Tradisi Abhidhamma menguraikan 24 unsur turunan atau sekunder, yaitu:[1]

  1. Sensitivitas mata (cakkhupasāda)
  2. Sensitivitas telinga (sotapasāda)
  3. Sensitivitas hidung (ghānapasāda)
  4. Sensitivitas lidah (jivhāpasāda)
  5. Sensitivitas tubuh (kāyapasāda)
  6. Bentuk atau warna (rūpa atau vaṇṇa)
  7. Suara (sadda)
  8. Ganda atau bau (gandha)
  9. Rasa (rasa)
  10. Feminitas (itthibhāva / itthatta)
  11. Maskulinitas (pumbhāva / purisatta)
  12. Landasan jantung (hadayavatthu)
  13. Indra nyawa (jīvitindriya)
  14. Makanan/sari makanan (āhāra / ojā)
  15. Elemen atau unsur angkasa (ākāsadhātu)
  16. Isyarat tubuh (kāyaviññatti)
  17. Isyarat lisan (vacīviññatti)
  18. Keringanan materi (rūpassa lahutā)
  19. Kelenturan materi (rūpassa mudutā)
  20. Kecekatan materi (rūpassa kammaññatā)
  21. Produksi materi (rūpassa upacaya)
  22. Kesinambungan materi (rūpassa santati)
  23. Kelapukan materi (rūpassa jaratā)
  24. Ketidakkekalan materi (rūpassa aniccatā)

Konteks lainnya

Dalam konteks lain, seperti dalam Bahudhātuka Sutta (MN 115), istilah "unsur" juga digunakan untuk merujuk pada berbagai konsep Buddhis lainnya.[note 1]

Delapan belas unsur

Delapan belas dhātu ("unsur")–enam landasan eksternal, enam landasan internal, dan enam kesadaran–berfungsi melalui lima gugusan.
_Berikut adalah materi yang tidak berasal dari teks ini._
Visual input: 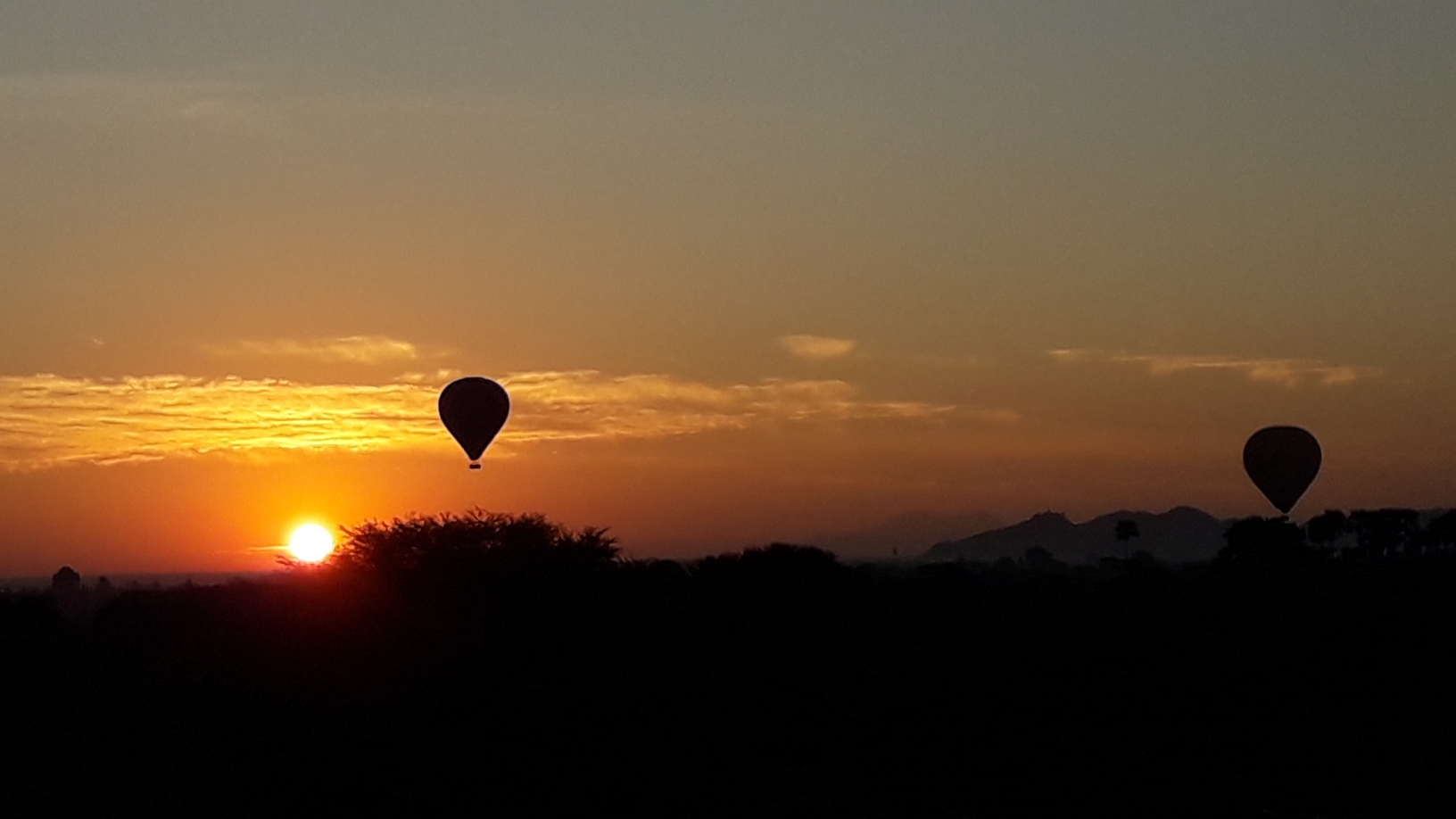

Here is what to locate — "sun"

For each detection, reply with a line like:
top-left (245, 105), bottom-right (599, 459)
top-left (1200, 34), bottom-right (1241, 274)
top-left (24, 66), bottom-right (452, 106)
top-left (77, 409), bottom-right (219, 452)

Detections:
top-left (288, 523), bottom-right (334, 563)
Dhātu-dhātu ini merujuk pada konsep landasan indra (āyatana), dan dapat diatur menjadi enam kelompok tiga-serangkai dengan masing-masing tiga-serangkai terdiri dari objek indra, organ indra, dan kesadaran indra terkait.[note 2]

Enam Kelompok-Enam
sesuai Tripitaka Pali:
 
  landasan indra (āyatana)  
 
 
perasaan vedanā
   
 
 
nafsutaṇhā
   
  organ
indra
"internal"
<–> objek
indra
"eksternal"
 
 
kontak (phassa)
   
kesadaran (viññāṇa)
 
 
 
  1. Enam landasan indra internal adalah mata, telinga, hidung, lidah, tubuh, dan batin/mental.
  2. Enam landasan indra eksternal adalah materi, suara, ganda, rasa, sentuhan, dan objek mental.
  3. Kesadaran yang sesuai muncul dengan bergantung pada sebuah landasan indra internal dan landasan indra eksternal.
  4. Kontak adalah pertemuan dari suatu landasan indra internal, landasan indra eksternal, dan kesadaran.
  5. Perasaan bergantung pada kontak.
  6. Nafsu bergantung pada perasaan.
 Sumber: MN 148 (Thanissaro, 1998)    
Delapan belas unsur dari landasan indra internal-eksternal
No. Unsur indra
(indriya-dhātu)
No. Unsur objek
(ārammaṇa-dhātu)
No. Unsur kesadaran
(viññāṇa-dhātu)
1. unsur mata
(cakkhudhātu)
7. bentuk materi [visual]
(rūpadhātu)
13. kesadaran mata
(cakkhuviññāṇadhātu)
2. unsur telinga
(sotadhātu)
8. suara
(saddadhātu)
14. kesadaran telinga
(sotaviññāṇadhātu)
3. unsur hidung
(ghānadhātu)
9 ganda/bau
(gandhadhātu)
15. kesadaran hidung
(ghānaviññāṇadhātu)
4. unsur lidah
(jivhādhātu)
10. rasa
(rasadhātu)
16. kesadaran lidah
(jivhāviññāṇadhātu)
5. unsur tubuh
(kāyadhātu)
11. sentuhan
(phoṭṭhabbadhātu)
17. kesadaran tubuh
(kāyaviññāṇadhātu)
6. unsur batin
(manodhātu)
12. objek mental
(dhammadhātu)
18. kesadaran batin
(manoviññāṇadhātu)

Enam unsur

Chayimā, ānanda, dhātuyo—sukhadhātu, dukkhadhātu, somanassadhātu, domanassadhātu, upekkhādhātu, avijjādhātu. Imā kho, ānanda, cha dhātuyo yato jānāti passati—ettāvatāpi kho, ānanda, ‘dhātukusalo bhikkhū’ti alaṁvacanāyā”ti.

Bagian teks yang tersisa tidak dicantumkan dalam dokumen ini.